Twin suicide bombers targeted a Damascus police station on Tuesday killing at least 14 people, as the Syrian army launched multiple attacks on rebel positions in the northern province of Aleppo.

The blasts wounded more than 30 people, state media and the Syrian Observatory for Human Rights watchdog said.

They caused widespread damage in the capital's central Marjeh neighbourhood, with state television broadcasting images of blood and broken glass on the pavement near the scene.

"The number of casualties after a twin suicide attack in Marjeh square has risen to 14 dead and 31 injured," said the channel, updating an earlier toll.

"The two suicide explosions took place near a police station," it said.

A shopkeeper nearby struggled to hold back tears as he was interviewed.

"God take revenge against all those who are destroying this country," he said.

The Observatory put the death toll at 15, and said one of the blasts "was caused by a suicide bomb attacker who blew himself up inside the police station."

"A second explosion took place just outside the police station," the Britain-based group said, without elaborating on the nature of that blast.

"The number of casualties is expected to rise because several of the wounded are in critical condition," added the Observatory, which relies on a network of activists, doctors and lawyers for its reports.

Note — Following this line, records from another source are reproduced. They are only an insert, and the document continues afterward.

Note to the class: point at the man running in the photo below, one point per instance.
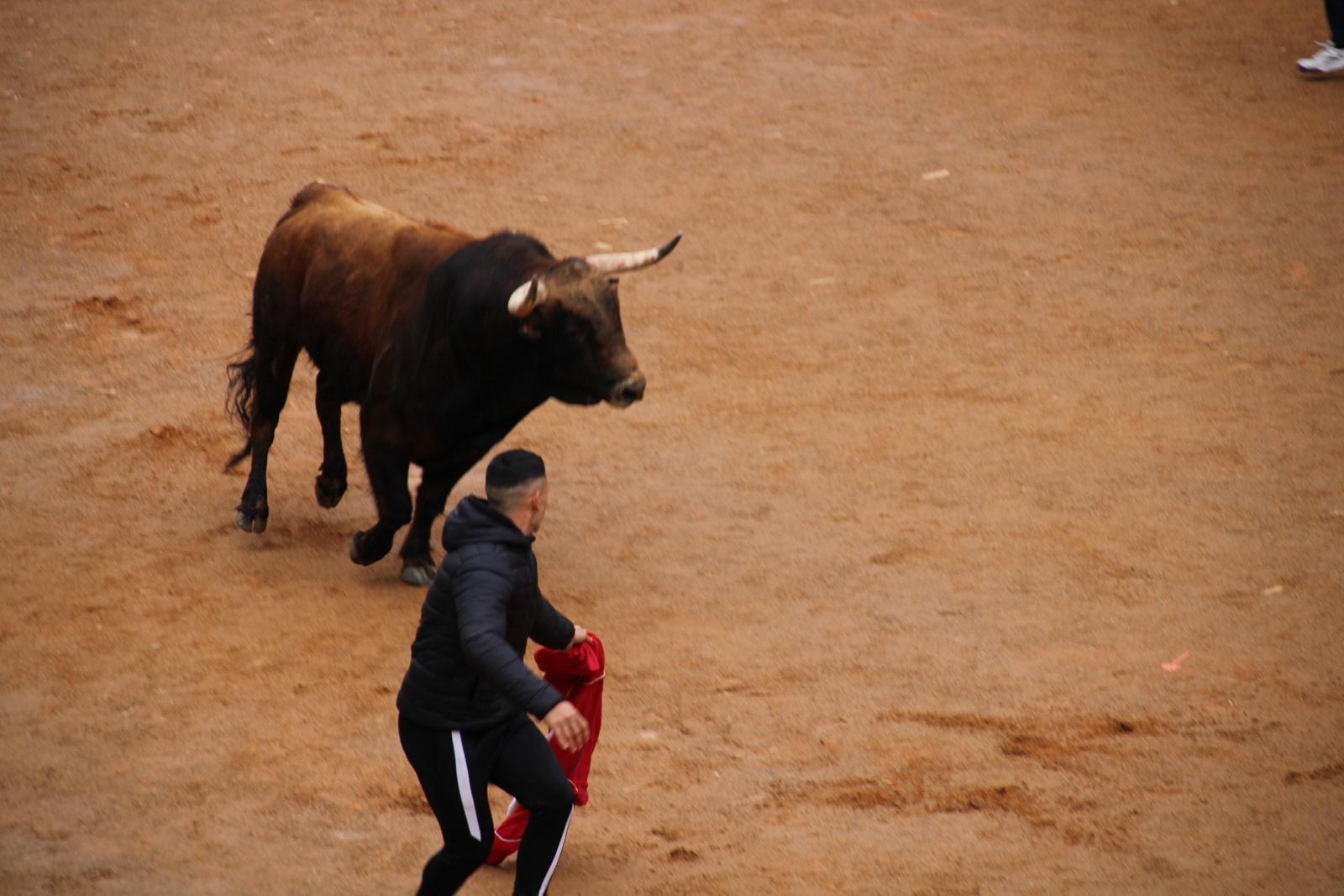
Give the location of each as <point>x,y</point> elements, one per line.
<point>467,694</point>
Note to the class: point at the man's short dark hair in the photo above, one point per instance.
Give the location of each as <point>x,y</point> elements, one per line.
<point>512,469</point>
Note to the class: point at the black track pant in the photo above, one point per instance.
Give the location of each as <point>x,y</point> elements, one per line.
<point>454,768</point>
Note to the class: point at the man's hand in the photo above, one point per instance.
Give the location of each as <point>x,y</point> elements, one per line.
<point>569,727</point>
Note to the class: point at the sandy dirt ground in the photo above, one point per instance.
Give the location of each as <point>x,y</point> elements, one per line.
<point>933,474</point>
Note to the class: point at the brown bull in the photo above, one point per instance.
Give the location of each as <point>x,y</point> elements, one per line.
<point>445,342</point>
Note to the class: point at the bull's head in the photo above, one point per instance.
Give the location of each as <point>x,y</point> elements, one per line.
<point>573,311</point>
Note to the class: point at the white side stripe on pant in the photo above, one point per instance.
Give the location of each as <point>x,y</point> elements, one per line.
<point>464,789</point>
<point>546,882</point>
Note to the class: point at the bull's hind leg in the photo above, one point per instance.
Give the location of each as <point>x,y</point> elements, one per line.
<point>387,479</point>
<point>331,479</point>
<point>272,372</point>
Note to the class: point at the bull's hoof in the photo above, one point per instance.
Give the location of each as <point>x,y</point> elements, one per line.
<point>418,571</point>
<point>328,490</point>
<point>252,520</point>
<point>365,553</point>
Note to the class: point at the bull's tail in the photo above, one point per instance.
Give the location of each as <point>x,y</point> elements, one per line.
<point>242,389</point>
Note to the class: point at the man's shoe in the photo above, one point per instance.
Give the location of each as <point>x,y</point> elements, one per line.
<point>1330,60</point>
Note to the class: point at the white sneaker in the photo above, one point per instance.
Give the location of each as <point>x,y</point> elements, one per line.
<point>1330,60</point>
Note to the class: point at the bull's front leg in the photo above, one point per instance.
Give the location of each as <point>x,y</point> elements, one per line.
<point>387,479</point>
<point>418,564</point>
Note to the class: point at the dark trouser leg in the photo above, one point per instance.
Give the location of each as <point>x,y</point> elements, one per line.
<point>273,372</point>
<point>1335,15</point>
<point>528,768</point>
<point>454,775</point>
<point>387,479</point>
<point>331,479</point>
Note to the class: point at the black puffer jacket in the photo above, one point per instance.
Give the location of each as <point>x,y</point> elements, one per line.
<point>467,663</point>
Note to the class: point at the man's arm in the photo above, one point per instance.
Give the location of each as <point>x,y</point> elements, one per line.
<point>551,629</point>
<point>480,595</point>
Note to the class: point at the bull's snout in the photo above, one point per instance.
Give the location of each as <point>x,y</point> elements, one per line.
<point>628,391</point>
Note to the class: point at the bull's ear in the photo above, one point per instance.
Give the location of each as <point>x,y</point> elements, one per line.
<point>531,328</point>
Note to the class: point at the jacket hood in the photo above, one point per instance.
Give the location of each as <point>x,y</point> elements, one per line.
<point>475,521</point>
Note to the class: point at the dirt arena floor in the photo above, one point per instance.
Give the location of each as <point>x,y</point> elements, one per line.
<point>1001,364</point>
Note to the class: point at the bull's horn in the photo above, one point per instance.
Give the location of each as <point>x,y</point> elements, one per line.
<point>620,262</point>
<point>526,297</point>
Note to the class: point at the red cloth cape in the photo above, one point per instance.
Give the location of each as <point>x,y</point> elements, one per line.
<point>578,674</point>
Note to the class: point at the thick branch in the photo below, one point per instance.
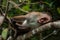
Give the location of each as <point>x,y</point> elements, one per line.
<point>41,28</point>
<point>17,6</point>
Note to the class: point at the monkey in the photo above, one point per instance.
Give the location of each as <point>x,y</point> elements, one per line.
<point>32,19</point>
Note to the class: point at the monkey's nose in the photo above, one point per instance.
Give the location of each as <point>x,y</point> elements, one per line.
<point>12,20</point>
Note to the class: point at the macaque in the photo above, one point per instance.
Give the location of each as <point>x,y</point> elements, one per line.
<point>31,20</point>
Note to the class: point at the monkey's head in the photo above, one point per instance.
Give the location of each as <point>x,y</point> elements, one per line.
<point>31,20</point>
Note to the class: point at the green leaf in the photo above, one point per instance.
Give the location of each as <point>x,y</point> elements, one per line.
<point>5,33</point>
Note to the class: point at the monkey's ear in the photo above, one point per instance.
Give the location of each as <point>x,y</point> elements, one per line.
<point>18,19</point>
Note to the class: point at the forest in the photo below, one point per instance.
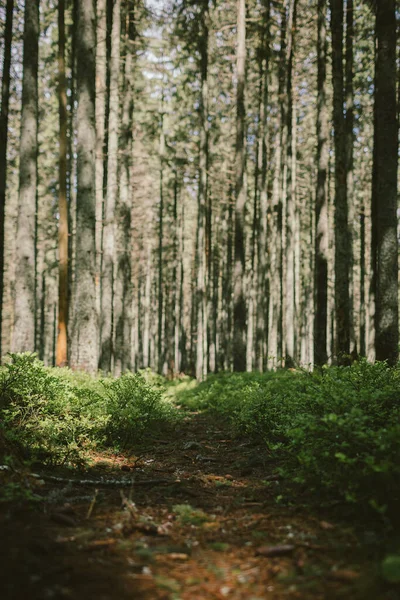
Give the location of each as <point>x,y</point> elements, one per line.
<point>199,292</point>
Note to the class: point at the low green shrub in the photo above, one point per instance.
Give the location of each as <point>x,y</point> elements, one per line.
<point>135,408</point>
<point>336,430</point>
<point>56,415</point>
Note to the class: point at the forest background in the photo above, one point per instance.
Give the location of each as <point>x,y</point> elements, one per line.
<point>199,186</point>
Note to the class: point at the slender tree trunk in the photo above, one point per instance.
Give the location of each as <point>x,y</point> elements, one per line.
<point>25,297</point>
<point>5,99</point>
<point>101,93</point>
<point>342,232</point>
<point>84,340</point>
<point>123,293</point>
<point>160,337</point>
<point>349,125</point>
<point>201,285</point>
<point>262,299</point>
<point>321,221</point>
<point>289,295</point>
<point>384,192</point>
<point>62,355</point>
<point>239,300</point>
<point>107,324</point>
<point>275,312</point>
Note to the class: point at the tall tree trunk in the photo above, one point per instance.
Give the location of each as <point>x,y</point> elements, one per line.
<point>201,285</point>
<point>123,291</point>
<point>262,283</point>
<point>276,245</point>
<point>84,340</point>
<point>289,294</point>
<point>384,189</point>
<point>61,354</point>
<point>349,125</point>
<point>321,221</point>
<point>239,300</point>
<point>106,362</point>
<point>160,291</point>
<point>5,99</point>
<point>101,93</point>
<point>342,232</point>
<point>25,297</point>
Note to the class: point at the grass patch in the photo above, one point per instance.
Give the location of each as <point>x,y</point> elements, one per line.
<point>56,416</point>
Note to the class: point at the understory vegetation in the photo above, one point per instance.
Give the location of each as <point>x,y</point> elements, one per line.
<point>56,416</point>
<point>334,433</point>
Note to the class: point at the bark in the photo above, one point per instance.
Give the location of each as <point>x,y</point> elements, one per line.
<point>160,291</point>
<point>62,355</point>
<point>25,284</point>
<point>289,294</point>
<point>384,192</point>
<point>123,292</point>
<point>322,230</point>
<point>262,284</point>
<point>101,93</point>
<point>239,310</point>
<point>349,127</point>
<point>201,285</point>
<point>84,339</point>
<point>5,99</point>
<point>342,232</point>
<point>107,324</point>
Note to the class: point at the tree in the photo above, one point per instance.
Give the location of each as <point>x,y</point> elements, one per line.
<point>239,298</point>
<point>201,286</point>
<point>84,339</point>
<point>342,233</point>
<point>384,188</point>
<point>321,221</point>
<point>62,356</point>
<point>123,281</point>
<point>5,99</point>
<point>25,299</point>
<point>109,229</point>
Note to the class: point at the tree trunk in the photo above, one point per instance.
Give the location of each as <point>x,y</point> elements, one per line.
<point>101,93</point>
<point>289,294</point>
<point>384,191</point>
<point>239,301</point>
<point>84,340</point>
<point>262,283</point>
<point>201,285</point>
<point>5,99</point>
<point>107,324</point>
<point>342,232</point>
<point>123,291</point>
<point>321,221</point>
<point>61,355</point>
<point>25,297</point>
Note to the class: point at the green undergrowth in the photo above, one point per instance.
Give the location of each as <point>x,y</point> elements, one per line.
<point>57,416</point>
<point>334,432</point>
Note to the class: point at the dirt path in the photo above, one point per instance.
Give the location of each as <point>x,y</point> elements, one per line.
<point>200,521</point>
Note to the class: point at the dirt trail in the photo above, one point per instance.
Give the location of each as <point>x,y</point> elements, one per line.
<point>117,540</point>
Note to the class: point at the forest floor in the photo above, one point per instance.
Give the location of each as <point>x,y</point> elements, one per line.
<point>199,521</point>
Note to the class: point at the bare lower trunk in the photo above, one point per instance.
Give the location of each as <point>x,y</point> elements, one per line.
<point>25,284</point>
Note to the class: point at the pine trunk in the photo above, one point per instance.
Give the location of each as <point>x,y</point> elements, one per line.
<point>384,192</point>
<point>239,300</point>
<point>25,283</point>
<point>84,338</point>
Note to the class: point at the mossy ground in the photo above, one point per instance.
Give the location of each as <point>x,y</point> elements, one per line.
<point>200,528</point>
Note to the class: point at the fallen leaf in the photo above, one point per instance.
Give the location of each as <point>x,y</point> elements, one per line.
<point>345,575</point>
<point>99,544</point>
<point>326,525</point>
<point>271,551</point>
<point>63,519</point>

Meanwhile, in Aleppo province, the army launched multiple attacks on rebel positions, including insurgent-held areas of the key Minnigh military airbase, the Observatory said.

"Parts of Minnigh military airbase were shelled by regime forces... Rebels are in control of large swathes of the airbase," the Observatory said.

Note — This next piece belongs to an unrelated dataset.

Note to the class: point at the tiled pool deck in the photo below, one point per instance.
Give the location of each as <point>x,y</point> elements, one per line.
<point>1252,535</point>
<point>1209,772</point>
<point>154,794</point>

A military source told AFP heavy clashes were raging at the base for a third day, but denied that any part of the airport was under rebel control.

He said the fighting was not part of a broader campaign that the regime has pledged to launch to re-take Aleppo city, large parts of which are in rebel hands, and other parts of the province.

But other areas of Aleppo were under fire, two days after pro-regime media said an army campaign in the province would began within "hours or days."

Regime forces shelled the opposition-controlled villages of Deir Hafer and Al-Bab, and hit the insurgent stronghold of Marea with rockets, the Observatory said.

There were unconfirmed reports of a ground-to-ground missile strike in northern Aleppo province, the Observatory added.

The regime has pledged to focus its attention on Aleppo after winning a strategic victory by retaking the town of Qusayr, in central Homs province.

Backed by fighters from Lebanon's powerful Shiite Hezbollah militia -- a key Syrian regime ally -- the army seized the town near the Lebanese border last week.

The militia's role has raised fears about the growing regionalisation of the conflict in Syria, which began in March 2011.

The fighting has spilled over into Lebanon, where rockets fired from Syria have hit several border regions, and raised concern in neighbouring Israel.

The deteriorating situation in the Golan Heights, a strategic Syrian plateau partly occupied by Israel, has prompted Austria to announce it would withdraw its troops from the UN monitoring force there.

On Tuesday, Austria's defence ministry said the withdrawal of the country's 378 troops stationed in the Golan would begin on Wednesday.

Austria is seen as a cornerstone of the force that monitors the ceasefire line between Israel and Syria.

But the spread of fighting into the ceasefire zone, and the kidnap of several members of the force has prompted the country, along with Japan and Croatia, to withdraw its forces.